IA et nivellement éducatif : la fabrique douce de l’égalitarisme par le bas

Auteur : Serge Van Cutsem | Editeur : Walt | Jeudi, 17 Juill. 2025 - 14h44

Je viens de lire le témoignage d’un professeur, probablement universitaire, qui s’alarme après les jurys de fin d’année. Il y décrit un phénomène massif et grandissant : des milliers d’étudiants remettent des devoirs rédigés entièrement par ChatGPT, obtenant parfois des notes excellentes, bien au-delà de leur niveau réel. Certains sont incapables de justifier oralement leur propre travail tandis que d’autres ignorent tout du sujet traité. La fraude, qui est de plus en plus difficile à prouver, est devenue habituelle.

Face à cela, le constat est lucide et incontestable mais la réponse proposée est extrême et désespérée : supprimer les devoirs à la maison. C’est un peu comme éteindre un incendie en rasant la maison.

Oui, il y a une fraude de plus en plus généralisée mais ce n’est pas l’IA le problème. En effet, ce texte décrit avec précision les effets :

  • des étudiants qui sous-traitent carrément leur pensée à l’IA
  • des copies si bien rédigées qu’elles en deviennent suspectes,
  • des enseignants impuissants à prouver une tricherie devenue intangible
  • une justice universitaire lente, inefficace et paralysée.

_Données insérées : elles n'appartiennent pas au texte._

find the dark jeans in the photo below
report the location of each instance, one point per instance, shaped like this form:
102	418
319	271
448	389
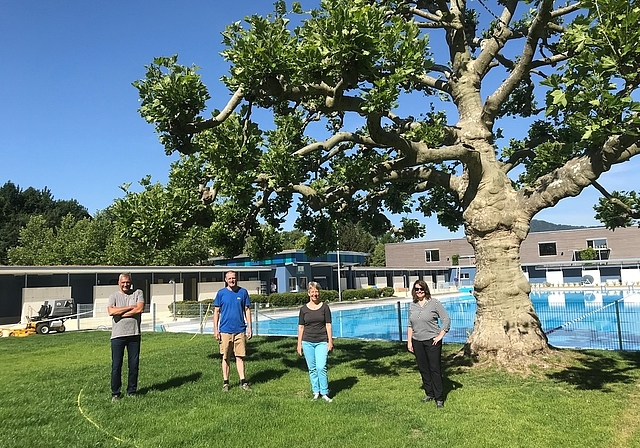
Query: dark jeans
428	357
132	343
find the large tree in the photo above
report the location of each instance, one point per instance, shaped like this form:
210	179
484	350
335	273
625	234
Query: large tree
357	131
17	206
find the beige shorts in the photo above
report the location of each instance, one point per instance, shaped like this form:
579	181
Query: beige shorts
235	343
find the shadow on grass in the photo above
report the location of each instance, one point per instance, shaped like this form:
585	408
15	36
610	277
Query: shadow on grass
171	383
597	372
347	383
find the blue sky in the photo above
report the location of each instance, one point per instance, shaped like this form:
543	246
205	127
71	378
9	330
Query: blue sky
68	112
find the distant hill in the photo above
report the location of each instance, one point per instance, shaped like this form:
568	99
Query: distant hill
538	225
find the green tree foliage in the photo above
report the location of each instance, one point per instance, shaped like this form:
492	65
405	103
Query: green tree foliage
17	206
73	242
370	118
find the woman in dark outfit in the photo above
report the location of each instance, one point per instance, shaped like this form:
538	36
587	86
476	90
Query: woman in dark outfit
315	340
424	339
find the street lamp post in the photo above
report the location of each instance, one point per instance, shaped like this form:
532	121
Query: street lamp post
338	254
174	298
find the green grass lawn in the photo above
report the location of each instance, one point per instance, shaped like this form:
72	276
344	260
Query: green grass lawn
54	392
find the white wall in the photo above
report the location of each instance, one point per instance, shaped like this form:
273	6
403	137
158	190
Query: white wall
162	296
595	273
629	276
555	277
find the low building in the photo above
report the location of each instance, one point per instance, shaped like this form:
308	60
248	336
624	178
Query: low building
554	257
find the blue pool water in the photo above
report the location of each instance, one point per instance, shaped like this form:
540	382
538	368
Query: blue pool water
577	319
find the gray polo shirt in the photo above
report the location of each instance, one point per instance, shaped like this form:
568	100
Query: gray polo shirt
126	326
424	319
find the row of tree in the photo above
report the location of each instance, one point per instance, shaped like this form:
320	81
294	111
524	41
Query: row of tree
152	227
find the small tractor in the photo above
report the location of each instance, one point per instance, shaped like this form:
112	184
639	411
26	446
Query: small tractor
51	317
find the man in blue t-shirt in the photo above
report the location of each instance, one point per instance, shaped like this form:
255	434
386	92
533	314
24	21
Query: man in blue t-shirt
232	326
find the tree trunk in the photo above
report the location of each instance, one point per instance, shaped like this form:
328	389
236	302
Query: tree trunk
506	327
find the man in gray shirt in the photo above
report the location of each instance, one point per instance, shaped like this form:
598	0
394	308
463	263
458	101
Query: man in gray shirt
126	308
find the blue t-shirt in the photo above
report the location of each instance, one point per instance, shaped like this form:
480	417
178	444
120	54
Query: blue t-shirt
232	305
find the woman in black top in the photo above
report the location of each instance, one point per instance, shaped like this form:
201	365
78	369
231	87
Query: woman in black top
315	340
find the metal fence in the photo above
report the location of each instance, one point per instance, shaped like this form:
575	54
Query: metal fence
610	326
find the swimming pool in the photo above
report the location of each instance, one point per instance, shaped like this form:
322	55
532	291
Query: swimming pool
572	319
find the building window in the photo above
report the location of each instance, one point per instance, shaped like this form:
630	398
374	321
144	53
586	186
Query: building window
431	255
601	254
546	249
600	243
293	286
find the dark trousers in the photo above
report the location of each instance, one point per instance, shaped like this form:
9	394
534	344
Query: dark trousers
428	357
132	344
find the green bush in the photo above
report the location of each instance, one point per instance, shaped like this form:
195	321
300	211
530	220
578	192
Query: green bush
191	308
259	298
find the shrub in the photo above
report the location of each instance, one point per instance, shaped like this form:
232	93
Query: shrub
259	298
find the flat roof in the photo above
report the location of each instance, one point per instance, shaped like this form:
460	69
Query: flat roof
49	270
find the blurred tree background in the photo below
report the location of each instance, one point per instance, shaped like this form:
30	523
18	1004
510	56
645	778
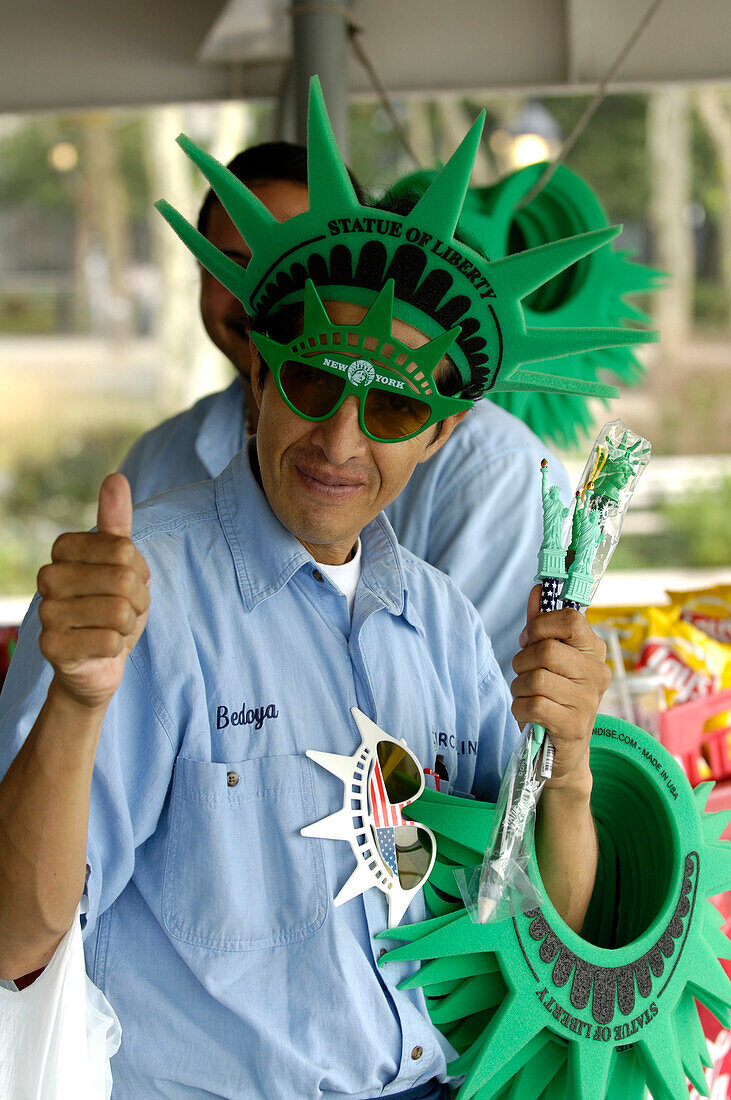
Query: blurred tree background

Mais tout cela n’est que le symptôme et les effets, car le véritable problème n’est pas technologique, il est avant tout pédagogique et structurel. Cela fait des années qu’on produit volontairement des générations entières formatées à répondre, mais jamais à penser, qu’on accorde des diplômes sans culture, sans lecture, sans esprit critique et qu’on évalue des formes plutôt que des fondements. Cela fait également des années qu’on inculque une pensée dominante, fermée à toute contradiction, même argumentée. Alors, quand arrive un outil capable d’imiter la pensée, de plus en plus de gens l’utilisent pour penser à leur place.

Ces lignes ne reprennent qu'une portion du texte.